His comments followed an article in the week’s Mail on Sunday, in which he warned that the government will ‘safeguard’ Northern Ireland’s integral position in the UK ‘in other ways’, if it cannot reach an agreement with the EU on the Northern Ireland Protocol. This tough talk was interpreted as a renewed threat to trigger Article 16, the deal’s emergency brake, which allows ministers to suspend aspects of the Irish Sea border that cause ‘serious difficulties’.

In contrast, the international trade secretary, Ann-Marie Trevelyan, told the Daily Telegraph that the UK would not take this step before Christmas. A spokesman for Number 10 later clarified that there was no ‘timetable’ for invoking the clause. ‘We continue to believe that the conditions for triggering that safety mechanism… have been met,’ he said.

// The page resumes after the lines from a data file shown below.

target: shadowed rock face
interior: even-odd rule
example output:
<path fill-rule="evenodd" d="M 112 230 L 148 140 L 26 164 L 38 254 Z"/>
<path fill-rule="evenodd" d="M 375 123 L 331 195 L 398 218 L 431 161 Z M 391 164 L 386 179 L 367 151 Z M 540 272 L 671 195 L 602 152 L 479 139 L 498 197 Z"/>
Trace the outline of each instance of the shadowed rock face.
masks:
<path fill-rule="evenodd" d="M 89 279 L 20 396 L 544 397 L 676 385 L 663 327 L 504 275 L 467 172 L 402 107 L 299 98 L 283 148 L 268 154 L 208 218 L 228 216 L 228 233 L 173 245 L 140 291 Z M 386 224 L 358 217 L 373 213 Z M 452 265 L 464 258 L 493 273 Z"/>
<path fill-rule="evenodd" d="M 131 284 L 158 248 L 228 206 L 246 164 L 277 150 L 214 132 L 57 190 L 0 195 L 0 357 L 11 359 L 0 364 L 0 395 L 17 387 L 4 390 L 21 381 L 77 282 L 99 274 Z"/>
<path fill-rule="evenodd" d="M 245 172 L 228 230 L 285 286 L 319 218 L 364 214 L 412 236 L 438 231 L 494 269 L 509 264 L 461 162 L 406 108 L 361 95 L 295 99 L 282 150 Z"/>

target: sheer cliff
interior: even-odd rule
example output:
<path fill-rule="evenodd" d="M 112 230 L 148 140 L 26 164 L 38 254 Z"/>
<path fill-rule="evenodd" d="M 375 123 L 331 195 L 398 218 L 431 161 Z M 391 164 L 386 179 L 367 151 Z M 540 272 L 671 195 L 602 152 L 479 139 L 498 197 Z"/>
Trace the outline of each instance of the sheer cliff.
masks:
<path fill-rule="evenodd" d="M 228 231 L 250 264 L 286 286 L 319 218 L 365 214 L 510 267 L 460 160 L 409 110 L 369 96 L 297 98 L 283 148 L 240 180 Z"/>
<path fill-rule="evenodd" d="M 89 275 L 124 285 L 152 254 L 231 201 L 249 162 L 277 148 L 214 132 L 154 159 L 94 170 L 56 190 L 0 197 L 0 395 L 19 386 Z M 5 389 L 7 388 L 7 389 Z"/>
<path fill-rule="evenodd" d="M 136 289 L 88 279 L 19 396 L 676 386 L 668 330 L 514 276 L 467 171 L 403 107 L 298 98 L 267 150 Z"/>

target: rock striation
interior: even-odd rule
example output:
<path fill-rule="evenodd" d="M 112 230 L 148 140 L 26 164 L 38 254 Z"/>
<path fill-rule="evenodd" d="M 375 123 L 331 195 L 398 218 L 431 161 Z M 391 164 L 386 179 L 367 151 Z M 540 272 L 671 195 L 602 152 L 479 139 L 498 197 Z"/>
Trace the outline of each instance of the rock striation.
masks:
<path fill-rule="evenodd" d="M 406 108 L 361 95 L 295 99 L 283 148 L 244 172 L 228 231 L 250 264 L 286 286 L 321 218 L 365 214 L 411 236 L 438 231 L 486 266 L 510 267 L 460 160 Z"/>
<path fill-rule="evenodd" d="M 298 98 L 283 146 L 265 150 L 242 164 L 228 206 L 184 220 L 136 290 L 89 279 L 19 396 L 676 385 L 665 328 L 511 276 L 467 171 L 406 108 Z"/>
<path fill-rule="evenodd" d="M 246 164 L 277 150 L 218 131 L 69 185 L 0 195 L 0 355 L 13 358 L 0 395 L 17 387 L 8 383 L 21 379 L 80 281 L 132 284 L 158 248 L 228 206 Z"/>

It was just the latest in a series of mixed messages, coming from either side of the negotiations.

Last week, Brussels’ chief negotiator, Maros Sefcovic, implied a ‘change in tone’ from Frost indicated that the talks might be close to achieving a breakthrough. Over the weekend, though, the two men were back to exchanging barbs, with Lord Frost demanding more ‘urgency’ from the EU, while Sefcovic said he was ‘the only one who is pushing for urgent solutions.’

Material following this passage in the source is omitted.